Oren Yosifon 88 248.
(photo credit: Courtesy)
MindCite's technology can more efficiently discover when the bad guys are plotting something - and give law enforcement or security agencies a jump-start on stopping them before they can succeed
The TV world is a lot safer than the real world, it would appear. On TV, you have super-good-guy Feds like Jack Bauer, who unfailingly stop the bad guys just in the nick of time. Relying on intelligence, fast computers and apparently very superior software and technology along with the occasional karate chop, Jack has saved the 24-hour day at least once annually for the past eight years or so. We should only be so lucky to have a guy like that helping out with our homeland-security problems!
But believe it or not, there is an Israeli company that brings "24"-style intelligence-gathering capabilities to the common non-TV security agency. With its "semantic Web technology," Rosh Ha'ayin-based MindCite (http://www.mindcite.com) uses ontology - figuring out the relationship between words and concepts - to determine how people, things and situations meet, says MindCite CTO Oren Yosifon.
"Our system gives law enforcement and regulatory agencies the ability to 'unify' information on the Internet, or in free text-like e-mail messages with information locked inside databases, to determine the hidden relationships between entities and cases," he says. Meaning, says Yosifon, that MindCite's technology can more efficiently discover when the bad guys are plotting something - and give law enforcement or security agencies a jump-start on stopping them before they can succeed.
Customers - which include dozens of agencies in Europe, South America, Africa and Asia - use MindCite's Citer, a "focused" Web crawler that detects specific information they are seeking related to the context they've set up. Citer checks out text and links on Web documents, looking for relationships that exist (or might exist) between people, places, objects, events and ideas, and prioritizes the results for clients. Using MindCite's unique ontology engines, the crawler ensures that the data is relevant to the specific searches, connecting it to other pieces of data that may also be important.
In addition, another MindCite component also parses databases, e-mail messages and other Internet communications. Thus, the system can ferret out information on objects, people, events, etc., giving clients an insight into what has already happened, and giving them a better chance at making an educated guess on what may happen next.
The result: A full dossier that can be used to "connect the dots," says Yosifon. "We try to mimic the process people use to put ideas and events together. When you're surfing the Web and researching a topic, you sift out the bits of data that will help you achieve your goal, based on previous information you've already gathered that is helping you reach your research goal. In the same way, our system helps sift out the information from the public Web and databases to achieve a goal."
That goal can be anything from figuring out to set up a security corridor for a head of state, to determining whether someone is manipulating the stock market, or to preventing a full-scale terrorist attack. The "information map" built by the MindCite system brings all the data together in one place, enabling investigators to more easily come up with the connections they need to do what needs to be done to stop the bad guys.

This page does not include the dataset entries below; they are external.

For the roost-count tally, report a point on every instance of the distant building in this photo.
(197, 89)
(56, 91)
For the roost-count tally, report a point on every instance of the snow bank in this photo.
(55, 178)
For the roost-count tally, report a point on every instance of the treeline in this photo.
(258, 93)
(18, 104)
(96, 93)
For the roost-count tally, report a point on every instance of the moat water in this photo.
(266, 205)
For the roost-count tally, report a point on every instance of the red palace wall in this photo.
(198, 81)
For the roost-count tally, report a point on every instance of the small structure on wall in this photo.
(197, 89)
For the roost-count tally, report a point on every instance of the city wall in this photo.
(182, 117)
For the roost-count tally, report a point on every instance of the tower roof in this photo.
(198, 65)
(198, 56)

As an example of MindCite technology at work, Yosifon cites a kidnapping that took place not too long ago in a South American country. Police were suspicious when the father of a boy who was nabbed alerted his insurance company even before calling investigators, in order to collect a settlement on his family-kidnapping insurance policy (very common in South America).

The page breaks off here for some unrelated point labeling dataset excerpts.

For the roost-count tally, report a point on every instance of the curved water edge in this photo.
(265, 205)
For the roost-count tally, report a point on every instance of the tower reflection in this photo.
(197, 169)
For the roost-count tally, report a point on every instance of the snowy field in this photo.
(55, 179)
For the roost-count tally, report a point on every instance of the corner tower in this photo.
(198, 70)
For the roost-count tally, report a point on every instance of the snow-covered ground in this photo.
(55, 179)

Using MindCite's system, police searched the phone numbers of all incoming and outgoing calls to the office and home of the father, who was an importer of Japanese cars. Police got a break when a witness came forward, describing a car that was in the area of the boy's home right before he was snatched. But with just the few characters of the license plate that the witness was able to supply, investigators would normally have had to spend weeks checking out the cars and possible suspects, by which time the kid could have been spirited out of the country.

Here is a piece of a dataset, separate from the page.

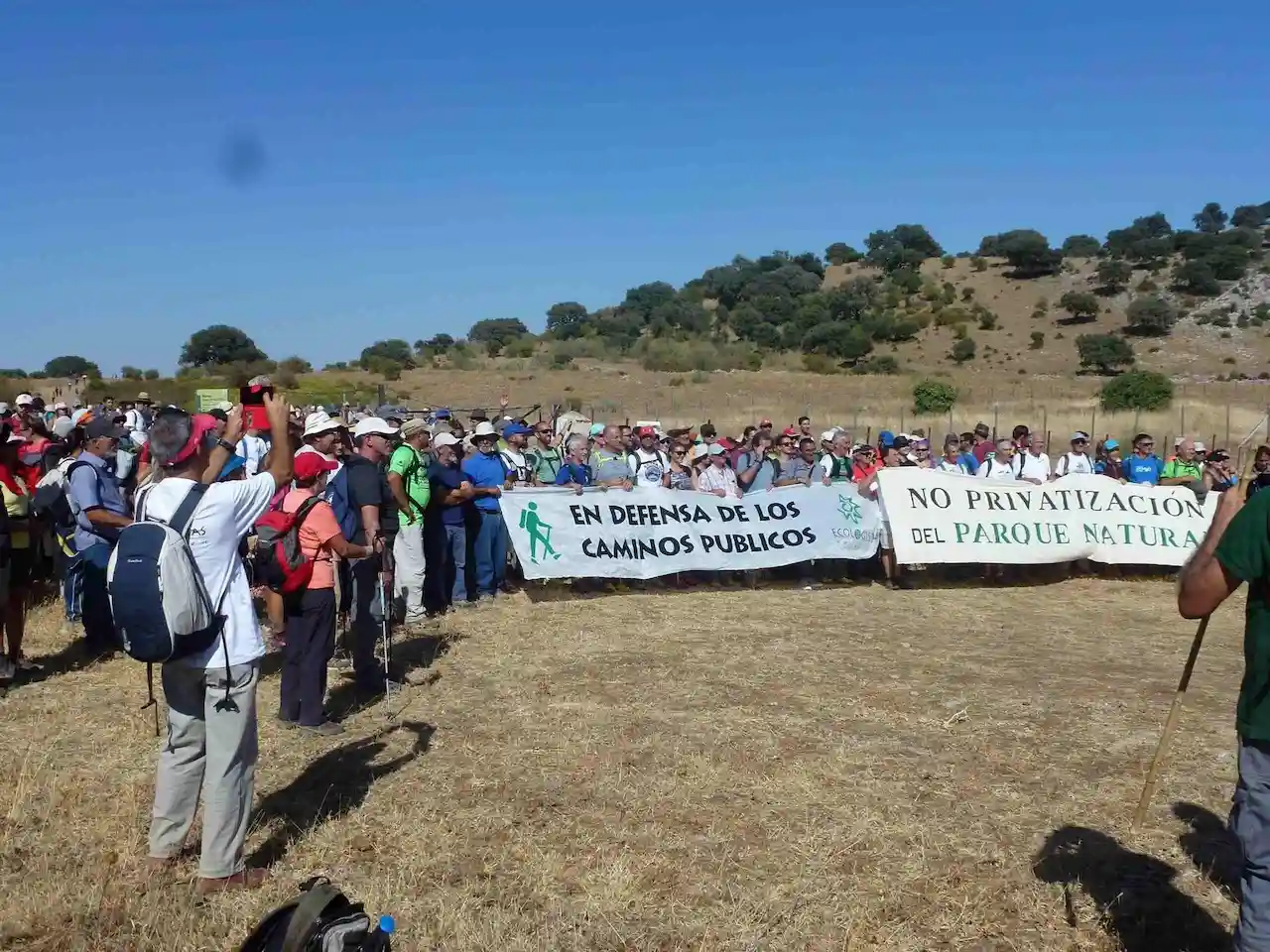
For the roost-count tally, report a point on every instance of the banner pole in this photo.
(1175, 711)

Luckily, the force was a MindCite customer, and police used the system to seek out relationships between the father's phone calls, and the owners of the cars. And indeed, the system picked up that a coworker of the father was indeed the owner of one of the vehicles on the suspect list. Not only that; the Citer Web crawler picked up that the prices of the Japanese cars the father imported were set to change in such a way that his bottom line would be badly hurt. That led police to figure out that the whole thing was just a setup, so the father could recoup his losses with the insurance money. The boy was found in short order, and the dad and coconspirator nabbed on charges of fraud - thanks to MindCite!
It's a powerful system, and Yosifon says the company has made an effort to ensure that it is used properly. "All the countries among African and South American customers, for example, are democracies. We only sell to countries that we are permitted to sell to by the Defense Ministry, of course, but beyond that, we work only with the 'good guys,' fighting major world problems like narco-terrorism, piracy and terrorism."
Unfortunately, those seem to be "growth industries" around the world right now - and if we can't get Jack Bauer to protect the world, at least we can feel a little more secure having MindCite around.